The agreement also includes modest phased-in class size reductions at all schools, lower caseloads for special education teachers and counselors and a five-month halt to any potential school closures. As part of the deal, the union said, the school board will also vote on a charter school moratorium.
“As a product of the Oakland schools, I just feel so much pride that we have the opportunity to greatly improve education outcomes for our students," said Keith Brown, president of the Oakland Education Association, which represents some 3,000 teachers, counselors and nurses.
At a news conference on Friday afternoon, Brown called the strike “historic” and hard fought, and said the deal marked a major win for teachers.
“Through the power of the strike, the people of Oakland have said our students are a priority,” he said. “They wanted real investments in our children.”

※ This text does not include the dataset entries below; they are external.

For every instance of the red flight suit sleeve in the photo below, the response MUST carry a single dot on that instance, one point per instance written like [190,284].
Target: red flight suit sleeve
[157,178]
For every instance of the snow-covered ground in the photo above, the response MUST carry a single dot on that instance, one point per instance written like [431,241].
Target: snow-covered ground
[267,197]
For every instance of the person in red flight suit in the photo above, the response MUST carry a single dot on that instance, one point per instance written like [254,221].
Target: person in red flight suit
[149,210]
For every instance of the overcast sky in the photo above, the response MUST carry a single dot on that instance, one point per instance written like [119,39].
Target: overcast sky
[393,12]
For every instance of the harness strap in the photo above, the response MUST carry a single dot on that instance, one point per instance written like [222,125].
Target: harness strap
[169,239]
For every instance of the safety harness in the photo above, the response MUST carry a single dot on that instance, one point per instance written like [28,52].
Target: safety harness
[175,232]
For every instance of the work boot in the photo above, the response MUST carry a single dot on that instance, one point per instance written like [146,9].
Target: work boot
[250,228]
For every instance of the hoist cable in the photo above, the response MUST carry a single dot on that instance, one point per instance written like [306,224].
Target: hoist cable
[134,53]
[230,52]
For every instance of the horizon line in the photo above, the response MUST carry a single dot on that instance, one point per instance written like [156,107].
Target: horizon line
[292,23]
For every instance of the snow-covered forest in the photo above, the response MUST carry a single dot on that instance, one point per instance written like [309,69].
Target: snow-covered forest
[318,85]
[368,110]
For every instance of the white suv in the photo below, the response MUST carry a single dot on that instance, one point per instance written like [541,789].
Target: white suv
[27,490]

The district, which receives per-pupil funding from the state, said it has lost roughly $1 million for each day of the strike. It estimated that only 6 percent of all students attended school over the last seven days.
“This seven day long strike was difficult for the entire community as it threw much of the city into uncertain waters and disrupted many lives,” the district stated in a press release. “But it also showed our teachers how appreciated they are by our students, families and all of Oakland."

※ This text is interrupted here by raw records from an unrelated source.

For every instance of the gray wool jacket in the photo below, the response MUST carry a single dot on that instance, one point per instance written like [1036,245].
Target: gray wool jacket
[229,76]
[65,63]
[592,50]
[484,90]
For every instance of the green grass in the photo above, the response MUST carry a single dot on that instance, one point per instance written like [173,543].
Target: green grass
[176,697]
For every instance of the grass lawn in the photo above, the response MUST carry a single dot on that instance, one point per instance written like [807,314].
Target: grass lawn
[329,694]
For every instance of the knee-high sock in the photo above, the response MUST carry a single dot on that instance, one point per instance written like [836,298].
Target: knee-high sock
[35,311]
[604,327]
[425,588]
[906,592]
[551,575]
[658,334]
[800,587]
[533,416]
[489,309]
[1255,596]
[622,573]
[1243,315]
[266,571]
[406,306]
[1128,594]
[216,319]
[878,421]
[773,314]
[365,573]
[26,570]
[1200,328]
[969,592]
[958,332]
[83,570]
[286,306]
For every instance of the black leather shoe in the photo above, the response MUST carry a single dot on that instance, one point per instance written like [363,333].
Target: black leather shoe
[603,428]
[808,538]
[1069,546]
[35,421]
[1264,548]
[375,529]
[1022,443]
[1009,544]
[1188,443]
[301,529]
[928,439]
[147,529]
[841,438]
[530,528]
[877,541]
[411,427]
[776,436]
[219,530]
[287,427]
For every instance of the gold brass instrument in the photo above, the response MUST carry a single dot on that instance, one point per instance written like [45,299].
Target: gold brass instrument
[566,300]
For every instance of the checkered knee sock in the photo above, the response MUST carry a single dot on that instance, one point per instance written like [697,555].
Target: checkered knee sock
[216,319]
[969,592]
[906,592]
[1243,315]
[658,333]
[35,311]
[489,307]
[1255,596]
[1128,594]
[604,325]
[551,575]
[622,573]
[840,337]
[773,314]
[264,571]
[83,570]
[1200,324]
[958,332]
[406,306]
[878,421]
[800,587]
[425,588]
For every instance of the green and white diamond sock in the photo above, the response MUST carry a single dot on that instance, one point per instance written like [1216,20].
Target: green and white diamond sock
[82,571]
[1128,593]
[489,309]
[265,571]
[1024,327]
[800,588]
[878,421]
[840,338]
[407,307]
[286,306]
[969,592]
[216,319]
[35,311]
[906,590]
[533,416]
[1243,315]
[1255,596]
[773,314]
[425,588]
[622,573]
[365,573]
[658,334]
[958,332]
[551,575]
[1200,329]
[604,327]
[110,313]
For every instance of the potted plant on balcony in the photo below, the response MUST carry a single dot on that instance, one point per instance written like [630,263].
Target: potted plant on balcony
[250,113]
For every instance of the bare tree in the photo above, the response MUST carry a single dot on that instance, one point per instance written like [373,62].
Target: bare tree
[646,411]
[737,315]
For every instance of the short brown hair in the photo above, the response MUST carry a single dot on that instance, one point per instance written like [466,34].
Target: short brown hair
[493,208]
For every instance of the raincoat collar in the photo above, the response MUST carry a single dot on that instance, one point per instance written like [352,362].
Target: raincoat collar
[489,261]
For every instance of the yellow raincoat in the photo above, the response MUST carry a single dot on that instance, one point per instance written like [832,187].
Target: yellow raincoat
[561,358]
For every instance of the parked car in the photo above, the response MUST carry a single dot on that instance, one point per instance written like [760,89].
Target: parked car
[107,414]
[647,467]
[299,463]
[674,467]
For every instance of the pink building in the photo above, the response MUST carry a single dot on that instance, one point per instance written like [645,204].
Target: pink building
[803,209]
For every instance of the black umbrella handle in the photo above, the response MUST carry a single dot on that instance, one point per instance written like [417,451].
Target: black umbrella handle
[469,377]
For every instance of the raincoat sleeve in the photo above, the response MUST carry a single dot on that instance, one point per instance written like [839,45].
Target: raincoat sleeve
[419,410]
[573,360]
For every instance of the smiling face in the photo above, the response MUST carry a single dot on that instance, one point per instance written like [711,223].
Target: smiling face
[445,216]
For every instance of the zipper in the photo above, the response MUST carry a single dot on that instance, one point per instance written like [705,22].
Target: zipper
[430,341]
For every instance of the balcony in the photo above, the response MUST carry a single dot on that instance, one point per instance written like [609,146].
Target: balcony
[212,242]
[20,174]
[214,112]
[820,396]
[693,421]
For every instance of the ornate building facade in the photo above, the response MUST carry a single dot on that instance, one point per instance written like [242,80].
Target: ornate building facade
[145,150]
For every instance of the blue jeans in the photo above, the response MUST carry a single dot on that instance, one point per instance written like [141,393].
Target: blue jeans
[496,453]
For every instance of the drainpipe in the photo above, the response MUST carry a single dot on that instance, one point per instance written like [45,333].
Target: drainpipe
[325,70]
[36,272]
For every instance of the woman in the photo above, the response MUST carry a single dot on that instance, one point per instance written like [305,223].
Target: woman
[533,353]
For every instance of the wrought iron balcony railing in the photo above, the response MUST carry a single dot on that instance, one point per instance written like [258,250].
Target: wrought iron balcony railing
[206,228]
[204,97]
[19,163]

The agreement was reached after several days of closed-door negotiations mediated by State Superintendent of Public Instruction Tony Thurmond and state Assemblyman Rob Bonta, D-Alameda.
This has been the longest teachers strike in Oakland in more than 20 years, and follows a string of other teacher walkouts across the country in the past year, including a districtwide Los Angeles strike in January that lasted six days.
For Oakland teachers, who are among the lowest paid educators in the region, with some of the highest turnover rates, the deal marks an improvement over the district's initial offer of a 5 percent increase, but still falls notably short of what teachers have been asking for.